Asymmetric multiprocessing (AMP) based multi-OSs are going to be established in future to enable parallel execution of different functionalities while fulfilling requirements for real-time, reliability, trustworthiness and security. Especially for in-car multimedia systems, also known as In-Vehicle Infotainment (IVI) systems, the composition of different OS-types onto a system-on-chip (SoC) offers a wide variety of advantages in embedded system development. However, the asymmetric paradigm, which implies the division and assignment of every hardware resource to OS-domains, is not applicable to every part of a system-on-chip (SoC). Caches are often shared between multiple processors on multi processor SoCs (MP-SoC). According to their association to the main memory, OSs running on the processor cores are naturally vulnerable to DoS attacks.
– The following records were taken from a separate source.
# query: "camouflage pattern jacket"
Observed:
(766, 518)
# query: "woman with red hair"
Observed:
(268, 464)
An adversary who has compromised one of the OS-domains is able to attack an arbitrary memory location of a co-OS-domain. This introduces performance degradations on victim´s memory accesses. In this work a method is proposed which prohibits the surface for interference, introduced by the association of cache and main memory. Therefore, the contribution of this article is twofold. It introduces an attack vector, by deriving an algorithm from the cache way associativity, to affect the co-OSs running on the same platform. Using this vector it is shown that the mapping of contiguous memory blocks intensifies the effect. Subsequently, a memory mapping method is proposed which mitigates the interference effects of cache coherence. The approach is evaluated by a proof-of-concept implementation, which illustrates the performance impact of the attack and the countermeasure, respectively. The method enables a more reliable implementation of AMP-based multi-OSs on MP-SoCs using shared caches without the need to modify the hardware layout.